Los testigos del fracaso

Por Juan Carlos Di Lullo, Redacción de LA GACETA. Los métodos coercitivos no hacen otra cosa que poner en evidencia nuestra falta de conciencia.

15 Octubre 2006
Todo el mundo los conoce: son súbitas alteraciones en la superficie pavimentada de una avenida, o en la tierra consolidada de una calle secundaria; también suele construírselos con rugosas piedras suficientemente separadas como para representar un obstáculo. Reciben el nombre popular de “lomo de burro”; son bendecidos por los vecinos y por los peatones que circulan por las inmediaciones, y vituperados por los conductores que -en más de una oportunidad- deben frenar repentinamente o sufrir consecuencias que hasta pueden llegar a la necesidad de que el vehículo termine en el taller de un especialista en amortiguadores. Los hay de distintos tipos y diseños: algunos están correctamente señalizados y permiten que los automovilistas reduzcan la marcha para superarlos sin inconvenientes. Otros sorprenden a los conductores porque los toman desprevenidos o porque sus dimensiones son tales que es imposible evitar que la parte inferior del vehículo los roce.
Los “lomos de burro” se colocan para obligar a los automovilistas a reducir la velocidad; en general, señalan lugares en los que se han producido accidentes -muchos de ellos con víctimas mortales-.Y a pesar de todo, en algunas vías de circulación rápida, como las avenidas, no impiden que entre uno y otro los conductores desaprensivos desarrollen velocidades superiores a las permitidas. Así las cosas, los obstáculos cumplen sólo parcialmente su misión de hacer más seguras las calles. Si se hace una lectura más profunda del fenómeno, se apreciará que la existencia de los “lomos de burro” no es otra cosa que una prueba concreta y tangible de la generalizada falta de apego por el cumplimiento de las normas.
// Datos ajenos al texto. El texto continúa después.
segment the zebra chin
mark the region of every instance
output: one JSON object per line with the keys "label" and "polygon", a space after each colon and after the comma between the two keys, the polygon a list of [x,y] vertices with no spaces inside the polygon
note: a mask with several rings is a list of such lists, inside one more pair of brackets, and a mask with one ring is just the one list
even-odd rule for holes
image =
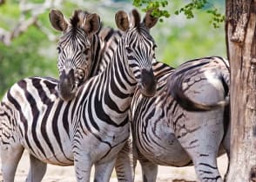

Extremando el razonamiento que lleva a construir estos obstáculos, se podría pensar que algún día será necesaria una barrera de acero que caiga sobre las esquinas para reemplazar la luz roja de los semáforos, ya que muchas de estas señales luminosas son olímpicamente ignoradas por un buen número de conductores. O una baranda sobre el borde de las veredas que se extienda de esquina a esquina, para obligar a los caminantes a cruzar la calle por las sendas peatonales. Estas hipotéticas barreras, que pueden sonar absurdamente coercitivas, no lo son más que los “lomos de burro”; en definitiva, el conductor que respeta los límites de velocidad también tiene que frenar y exponer su unidad al riesgo de un golpe contra un obstáculo, que aunque no haya sido pensado para él, lo afecta inevitablemente. También son “lomos de burro” las vallas frente a los edificios públicos, las rejas en las ventanas de las casas, las filas de policías con armas y escudos en los actos públicos, los alambrados olímpicos... La lista de evidencias de la falta de conciencia de nuestros deberes como integrantes de un cuerpo social es demasiado extensa y variada para detallarla acabadamente. Lo cierto es que cada una de ellas muestra que sólo la certeza de un castigo nos induce a cumplir lo que está claramente estipulado en el conjunto de leyes que norman nuestra convivencia. Es un camino muy largo, pero, si nunca se dan los primeros pasos, jamás llegará el día de cruzar la meta. Educar; concientizar; hacer carne en todos los integrantes de la comunidad el concepto de que nadie tiene privilegios por encima de los derechos de su vecino e inculcar el respeto por el otro son tareas arduas que demandan paciencia y perseverancia. Pero integran la única fórmula eficaz que permitirá -allá lejos en el tiempo- recordar los “lomos de burro”, las vallas, los barrotes o los cerrojos como exponentes de un pasado definitivamente enterrado en la historia.